YouTube’s Watch Later feature has a fundamental flaw: most videos added never get watched. Like browser bookmarks, these lists become digital hoarding grounds where content accumulates but rarely surfaces. The simple chronological list doesn’t help us understand why we saved something or how it relates to our broader interests.

This project visualizes Watch Later history as a three-dimensional map that reveals patterns and relationships between saved content.

Transforming Chaos into Clarity

Personal data is messy. Multilingual titles, clickbait thumbnails, trending keywords, and fleeting hype all obscure genuine signals. The preprocessing pipeline extracts meaning from noise:

Language normalization: Amazon Translate standardizes multilingual content, creating a consistent dataset for analysis
Signal extraction: TF-IDF filtering surfaces genuinely informative terms while suppressing common noise
Dimensionality reduction: Truncated SVD compresses the sparse TF-IDF matrix into a compact latent space where semantic similarity becomes geometric proximity

The result is a semantically structured dataset where each video has a position in conceptual space and a relevance score reflecting its importance.

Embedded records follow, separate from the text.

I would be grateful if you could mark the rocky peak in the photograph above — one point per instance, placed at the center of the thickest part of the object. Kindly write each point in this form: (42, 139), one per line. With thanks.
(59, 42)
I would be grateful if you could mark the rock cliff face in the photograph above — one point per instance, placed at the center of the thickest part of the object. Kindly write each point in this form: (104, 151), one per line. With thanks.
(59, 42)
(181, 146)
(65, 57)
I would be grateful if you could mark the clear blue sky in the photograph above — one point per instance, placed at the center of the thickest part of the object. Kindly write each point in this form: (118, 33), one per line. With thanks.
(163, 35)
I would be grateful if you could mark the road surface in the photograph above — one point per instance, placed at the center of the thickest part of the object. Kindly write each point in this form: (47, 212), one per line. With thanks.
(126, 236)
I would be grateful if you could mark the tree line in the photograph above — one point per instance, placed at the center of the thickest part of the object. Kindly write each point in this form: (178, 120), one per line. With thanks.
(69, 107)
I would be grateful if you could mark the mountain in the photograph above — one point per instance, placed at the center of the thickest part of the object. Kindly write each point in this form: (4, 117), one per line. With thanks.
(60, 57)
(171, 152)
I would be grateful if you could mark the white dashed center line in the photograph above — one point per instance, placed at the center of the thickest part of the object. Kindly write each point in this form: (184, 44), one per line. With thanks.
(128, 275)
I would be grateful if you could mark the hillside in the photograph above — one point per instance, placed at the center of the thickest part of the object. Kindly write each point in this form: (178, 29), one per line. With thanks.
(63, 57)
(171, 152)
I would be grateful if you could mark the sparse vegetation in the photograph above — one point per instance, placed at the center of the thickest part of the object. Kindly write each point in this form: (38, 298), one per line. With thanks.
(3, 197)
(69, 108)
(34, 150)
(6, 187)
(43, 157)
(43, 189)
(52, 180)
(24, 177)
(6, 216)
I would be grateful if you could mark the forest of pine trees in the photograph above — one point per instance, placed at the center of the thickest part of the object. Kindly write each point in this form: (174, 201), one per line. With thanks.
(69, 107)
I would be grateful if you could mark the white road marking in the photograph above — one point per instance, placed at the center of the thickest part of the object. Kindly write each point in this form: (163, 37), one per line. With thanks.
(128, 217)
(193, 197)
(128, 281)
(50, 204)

Preprocessing pipeline — Translate → TF‑IDF → SVD → Topics

Spatial Metaphor: Size and Distance

The visualization translates abstract relevance into intuitive spatial properties:

Size encodes importance: More relevant videos appear larger, naturally drawing attention
Distance from center: Core interests cluster near the origin; peripheral curiosities drift to the edges

This relevance-based spatial mapping transforms a flat chronological list into explorable terrain—dense hubs reveal obsessions, sparse outskirts show passing interests.

Two Views, One System

The interface provides complementary exploration modes:

Keyword Sphere: High-level thematic overview where hovering reveals relationships between topics
Video Universe: Detailed neighborhood view where individual videos form constellations around shared themes

Keyword Sphere (left) and Video Universe (right) — overview vs neighborhood

Technical Implementation

The implementation prioritizes simplicity and performance:

Three.js CSS3DRenderer: Renders DOM elements (thumbnails, labels) as 3D objects, maintaining text readability and interaction responsiveness without GPU-intensive shaders
Svelte + TypeScript: Lightweight, reactive UI layer with strong typing
TrackballControls: Intuitive camera navigation with smooth physics
Hybrid computation: Accepts precomputed JSON (TF-IDF+SVD results) or performs heuristic calculations client-side

Design Philosophy

Two principles guided the experience:

Legibility over spectacle: Quiet typography and subtle motion let the data communicate; the visualization serves the content, not the reverse
Performance as UX: Prefetching, minimal DOM reflows, and conservative animations maintain smooth exploration without distraction

Key Insights

Building this project reinforced several lessons:

Classical NLP remains powerful: TF-IDF and SVD, though decades old, provide clarity and interpretability that modern neural methods often sacrifice for marginal accuracy gains
Direct relevance visualization works: Encoding importance as size and centrality makes patterns immediately obvious—no legend required

Live Demo

The project is deployed at Youniverse, where you can explore the visualization with sample data. It’s hard to construct your own YouTube history because our system requires your Youtube watch history which needs to be exported from Youtube manually.